The second-cleanest refutation is competitive. The Ninebot share-loss narrative looks weak from H1 2025 data alone, but the test runs for several more years. If Ninebot's E2W units exceed 4M in H1 2026 (growth holding at 60%+) and Yadea's ASP stalls or contracts, the trade-press framing was correct and the moat is narrowing at the premium end. The variant disagreement on this would die. Equally, if AIMA prints H1 2026 operating margin at or above Yadea — repeating the FY24 outperformance pattern in a non-trough year — then Yadea's claimed "scale + integration = better economics" thesis is empirically falsified and the AIMA-discount peer-rerate math collapses. Both of these are observable in 12 months.

The third refutation is the one the forensic and short-interest pages already point to. If H1 2026 shows bills payable expanding past $1.57B with the supplier-finance book growing past $286M, and CFO ex-Δ-bills tracks below 0.8× of NI, then the institutional short positioning is correct that FY25 CFO was bank-mediated and the durable FCF base is materially below what the variant view requires. The bull case for cash return depends on a sustainable $570-714M mid-cycle FCF; if the FY25 print was working-capital release plus subsidy-peak earnings plus supplier-finance window-dressing all stacked, then the FY26 trough hits before the FY27 recovery and the family delays cash return as a defensive measure. This scenario is internally consistent with everything the bears have written; the report's lean-long verdict assumes it doesn't happen.

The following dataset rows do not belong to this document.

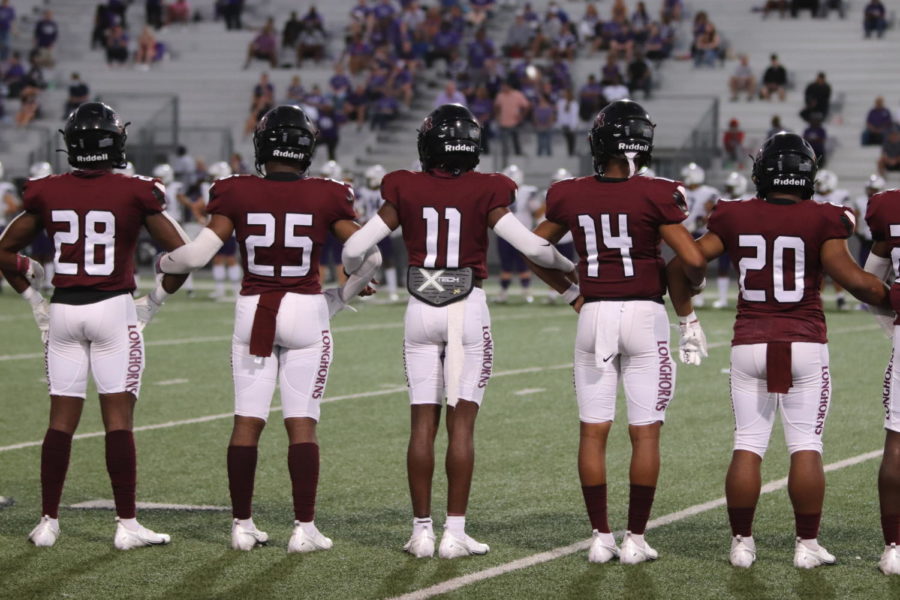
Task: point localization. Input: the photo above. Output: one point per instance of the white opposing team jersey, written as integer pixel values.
(368, 201)
(859, 206)
(6, 188)
(697, 199)
(527, 202)
(837, 197)
(173, 207)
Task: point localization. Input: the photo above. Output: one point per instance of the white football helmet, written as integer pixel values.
(875, 184)
(219, 170)
(164, 173)
(128, 169)
(39, 170)
(514, 173)
(735, 185)
(332, 170)
(826, 182)
(560, 174)
(693, 174)
(374, 175)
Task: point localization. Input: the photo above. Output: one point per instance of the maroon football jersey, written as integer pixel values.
(93, 219)
(281, 223)
(444, 218)
(775, 247)
(883, 217)
(615, 224)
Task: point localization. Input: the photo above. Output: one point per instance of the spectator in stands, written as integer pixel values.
(639, 75)
(233, 12)
(879, 122)
(79, 93)
(543, 118)
(450, 95)
(146, 51)
(178, 12)
(264, 46)
(116, 46)
(774, 80)
(46, 31)
(733, 144)
(708, 47)
(567, 118)
(510, 108)
(817, 137)
(742, 80)
(780, 5)
(7, 23)
(890, 152)
(817, 98)
(874, 18)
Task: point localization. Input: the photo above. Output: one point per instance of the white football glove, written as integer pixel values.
(40, 308)
(335, 300)
(692, 346)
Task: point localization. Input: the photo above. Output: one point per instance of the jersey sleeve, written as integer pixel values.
(152, 196)
(840, 222)
(669, 200)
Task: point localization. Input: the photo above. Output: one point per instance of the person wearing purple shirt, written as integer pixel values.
(7, 18)
(878, 122)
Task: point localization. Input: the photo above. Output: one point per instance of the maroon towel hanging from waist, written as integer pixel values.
(778, 367)
(262, 336)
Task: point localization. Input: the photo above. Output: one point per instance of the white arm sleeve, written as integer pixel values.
(878, 266)
(358, 281)
(191, 256)
(535, 248)
(358, 245)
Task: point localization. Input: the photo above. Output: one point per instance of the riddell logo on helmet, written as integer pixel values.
(91, 157)
(459, 148)
(286, 154)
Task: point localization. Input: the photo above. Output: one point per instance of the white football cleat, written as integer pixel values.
(454, 547)
(244, 538)
(632, 552)
(46, 533)
(810, 558)
(601, 551)
(126, 539)
(304, 542)
(743, 551)
(421, 544)
(890, 560)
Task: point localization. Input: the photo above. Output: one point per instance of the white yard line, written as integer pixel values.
(542, 557)
(216, 417)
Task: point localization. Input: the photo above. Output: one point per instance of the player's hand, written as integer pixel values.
(146, 308)
(692, 345)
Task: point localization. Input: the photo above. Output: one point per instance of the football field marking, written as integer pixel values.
(542, 557)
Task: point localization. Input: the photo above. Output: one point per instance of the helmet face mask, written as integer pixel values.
(285, 134)
(623, 127)
(786, 162)
(95, 137)
(449, 138)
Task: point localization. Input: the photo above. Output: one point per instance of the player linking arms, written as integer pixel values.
(883, 218)
(617, 220)
(781, 243)
(91, 323)
(281, 329)
(445, 212)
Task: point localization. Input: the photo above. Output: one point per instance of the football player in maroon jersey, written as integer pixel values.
(445, 211)
(618, 219)
(281, 332)
(781, 243)
(91, 323)
(883, 218)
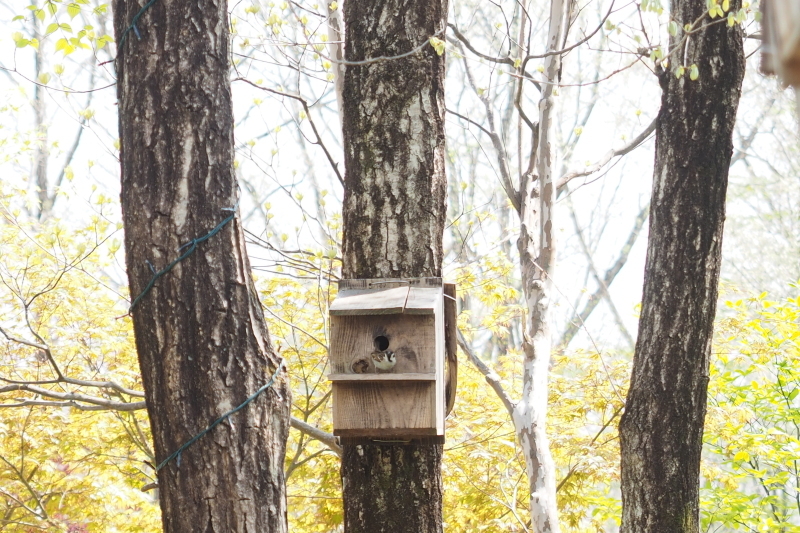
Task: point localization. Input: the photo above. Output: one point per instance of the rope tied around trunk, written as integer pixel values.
(190, 247)
(177, 453)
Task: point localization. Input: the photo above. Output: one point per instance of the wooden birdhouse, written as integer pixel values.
(390, 342)
(780, 35)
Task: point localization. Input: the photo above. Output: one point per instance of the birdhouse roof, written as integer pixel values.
(387, 297)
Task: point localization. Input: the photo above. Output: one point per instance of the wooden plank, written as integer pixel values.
(422, 300)
(383, 377)
(401, 437)
(410, 337)
(370, 301)
(390, 405)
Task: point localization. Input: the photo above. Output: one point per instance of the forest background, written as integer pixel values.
(76, 456)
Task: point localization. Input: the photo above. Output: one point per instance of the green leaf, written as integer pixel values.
(672, 28)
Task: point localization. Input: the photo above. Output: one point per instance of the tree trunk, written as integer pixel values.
(661, 432)
(537, 250)
(394, 215)
(201, 337)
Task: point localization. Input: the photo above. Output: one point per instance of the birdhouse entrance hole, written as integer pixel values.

The fourth and quietest refutation is what we get wrong if all three of the above are mild: the published consensus (Jefferies Buy US$2.30, ValueInvesting screens US$2.94-3.70, StockAnalysis Strong Buy US$2.23) could already be correct, the tape is wrong, and the variant view is just a slower version of consensus. In that scenario the August 2026 print prints clean, the family does declare a second special, and the H1 2027 stock prints US$1.92-2.17 mechanically — but the variant view added no edge because the consensus call was right all along. The honest read of this risk is that disagreement #4 (horizon mismatch) is partly a hedge for the case where the consensus is right; if it is, the right action is to sell into the print rather than wait for FY26 final.

The first thing to watch is the 17-Jun-2026 AGM resolutions for any buyback authorisation language and any chairman-statement payout-floor commitment — that is the single highest-leverage signal in the next 18 days and the one that most cleanly distinguishes the variant view from the bear's permanent yield-trap call.